Приезжал Витали сговариваться относительно изготовления барельефов для дверей Исаакиевского собора. Карл вовсе решился было махнуть с ним в Москву – погостить, насовсем, какая разница! Лучше – насовсем. Сладко томили сердце воспоминания о московских вольных застольях – простая дружеская беседа, простая пища, гитара, песни, добрые, влюбленные женские глаза.
…Но: приказано передать профессору господину Брюллову большую мастерскую в академическом дворе для завершения картины «Осада Пскова»… От академического совета приказано благодарить профессора Брюллова за усердие, оказанное по образованию учеников… Неоконченные портреты таращатся на него со стен… И языческим божком торчит посреди стола зеленый квадратный «господин Штоф», Яненко ходуном вокруг ходит, и Кукольник Платон громко хлопает черными крыльями плаща. Глинка за фортепьяно сочиняет с Нестором романс, выкрикивает полушепотом: «Уймитесь, волнения страсти…» – а страсти не унимаются, и беспокойное сердце не засыпает… Взамен семейного счастья – записочки от сводни: «Г-н Брюллов, уведомляю Вас, что у меня есть очень молоденькая и хорошенькая институтка, брюнетка, на Ваш весь вкус, если Вам угодно, то приезжайте ко мне в Семеновский полк во 2-ую роту… очень желала бы Вам угодить этой чернобровой институткой…» Печальный поэт Струговщиков читает ему из Гёте: «Я чувствую лишь тяжесть атмосферы…» Сорок лет, обозначенные для себя как предел, прожиты, все, что сверх них, – милость божья, и надо либо на Волково, либо понять смысл и цель этих сверх меры отпущенных годов…
Примчалась из дальних краев Юлия Самойлова – друг единственный, всегда кстати! В ту пору окончил свои дни граф Литта, муж ее бабки, – деньги к деньгам, громадное наследство отошло к Юлии.
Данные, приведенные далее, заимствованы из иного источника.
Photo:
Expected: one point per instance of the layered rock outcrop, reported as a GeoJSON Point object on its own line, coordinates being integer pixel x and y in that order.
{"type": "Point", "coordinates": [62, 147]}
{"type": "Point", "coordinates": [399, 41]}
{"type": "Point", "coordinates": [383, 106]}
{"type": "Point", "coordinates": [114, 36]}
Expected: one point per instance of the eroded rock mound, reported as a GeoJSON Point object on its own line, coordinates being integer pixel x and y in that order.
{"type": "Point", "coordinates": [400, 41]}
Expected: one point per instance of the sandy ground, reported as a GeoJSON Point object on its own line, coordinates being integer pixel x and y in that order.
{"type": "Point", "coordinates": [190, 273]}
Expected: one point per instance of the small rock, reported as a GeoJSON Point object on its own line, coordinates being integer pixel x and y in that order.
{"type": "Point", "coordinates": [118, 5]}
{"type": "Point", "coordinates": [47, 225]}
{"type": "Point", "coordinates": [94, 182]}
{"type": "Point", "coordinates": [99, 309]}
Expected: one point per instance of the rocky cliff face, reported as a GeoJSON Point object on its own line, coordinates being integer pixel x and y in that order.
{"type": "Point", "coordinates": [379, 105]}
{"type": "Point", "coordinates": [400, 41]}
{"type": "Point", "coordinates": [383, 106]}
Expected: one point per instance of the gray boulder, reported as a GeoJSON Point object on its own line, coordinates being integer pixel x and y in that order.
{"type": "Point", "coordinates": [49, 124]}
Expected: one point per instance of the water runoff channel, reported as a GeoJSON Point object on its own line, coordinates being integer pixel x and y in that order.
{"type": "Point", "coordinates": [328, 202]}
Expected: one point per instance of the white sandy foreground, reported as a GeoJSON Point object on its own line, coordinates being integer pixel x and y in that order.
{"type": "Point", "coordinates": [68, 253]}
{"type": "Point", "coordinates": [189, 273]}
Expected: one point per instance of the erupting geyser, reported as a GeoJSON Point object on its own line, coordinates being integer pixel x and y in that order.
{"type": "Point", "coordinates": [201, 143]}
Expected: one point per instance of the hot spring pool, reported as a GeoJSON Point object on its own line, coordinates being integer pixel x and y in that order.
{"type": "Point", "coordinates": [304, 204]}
Литте было под восемьдесят, огромного роста и сложения богатырского, голос – труба архангела при втором пришествии (шутили современники); свалился нежданно, как дуб, с веками раздававшийся ввысь и вширь, не рассчитывая крепость стареющих корней. «Я чувствую себя свежим, толстым, колоссальным, – трубил самодовольно, – найдите другого человека, которому в мои годы не нужны очки.
Я имею счастье считаться женихом, не придерживаюсь никакой диеты, ем, пью что мне нравится и во всякие часы». Перед смертью просил подать мороженого, съел сразу десять порций, похвалил повара: «Сальватор отличился на славу в последний раз»… Юлия примчалась в мастерскую, с порога рассчитала кухарку, нанятую Эмилией да так и зацепившуюся при Брюллове, приказала Лукьяну сжарить для нее с Карлом Павловичем сразу четыре ростбифа, конференц-секретарь прибежал знакомиться – не велела пускать, купила у Карла какую-то старую пустячную акварель, цену предложила бешеную, всю мастерскую перевернула вверх дном – и укатила на рассвете. На другой день появилась на придворном бале, вела себя, по общему суждению, неучтиво, нимало с тем суждением не посчиталась и отправилась в свою Графскую Славянку, куда, к неудовольствию государя, тотчас потянулись следом ее друзья…
На огромном холсте – три с половиной аршина высотой – Карл начинает портрет: Юлия Самойлова с приемной дочерью Амацилией удаляется с бал-маскарада.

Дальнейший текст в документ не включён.